In The English Historical Review, Emily Rutherford writes, "Manion is sensitive to the part that female husbands played in shoring up white, imperial heteronormativity: showing how a respectable working-class identity was much less available to African-American female husbands, and how female husbands participated in a genocidal settler-colonial project that, among other things, eradicated Indigenous North American ways of understanding gender variance. As more scholars pursue research along these lines, their findings might frustrate our desires to find stories about gender and sexuality in the past that affirm our present-day identity categories and politics." In a Journal of Victorian Culture review, Billie-Gina Thomason writes "Female Husbands demonstrates that gender nonconformity and 'transing gender' is not a new phenomenon and highlights how much more can and will be done to historicize trans lives." Cay Wren writes for Manhattan Book Review, "The predominance of trans history has come from a place of asylum records and violent newspaper headlines. This inherited trauma is still being incrementally rewritten in the LGBTQ community today, and Manion's literary treatment of the historical figures found in the pages of this book I believe will serve as a crucial continuation of that healing."

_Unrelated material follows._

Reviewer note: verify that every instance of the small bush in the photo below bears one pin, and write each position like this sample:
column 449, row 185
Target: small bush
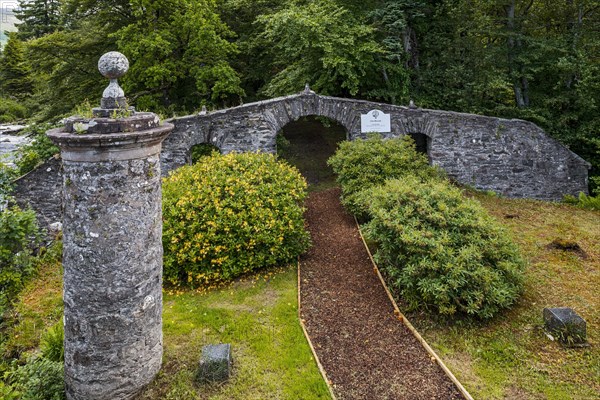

In a review for History Today, Catherine Baker writes, "When Manion refers to the book's subjects as 'they', it is not to cram them into a 21st-century non-binary identity, but to convey the boundlessness with which the 20th-century writer Leslie Feinberg wrote of gender: to force them into female categories they demonstrably rejected in life traduces their efforts, yet too many of the husbands moved between male and female gender expressions for 'he' to apply to them all. By holding 'the gender that people embraced, negotiated and became during their lives' as the closest historians can come to truth, Manion's writing is a beacon for representing gender variance in the past." In the London Review of Books, Sharon Marcus writes, "Then as now, conservatives feared that the many would follow the few. In 1837, a religious conservative in Boston warned that what Manion calls 'transing' might 'become universal'. In the 1860s, US states and cities began to enact laws that made it a crime for women to dress as men and men as women." In The Guardian, Gabrielle Bellot writes, "While Manion's book is only a narrow geographic snapshot of such figures, it underscores their prevalence in the past, as well as the still-radical notion that transgender people, like me, are worthy of love and respect."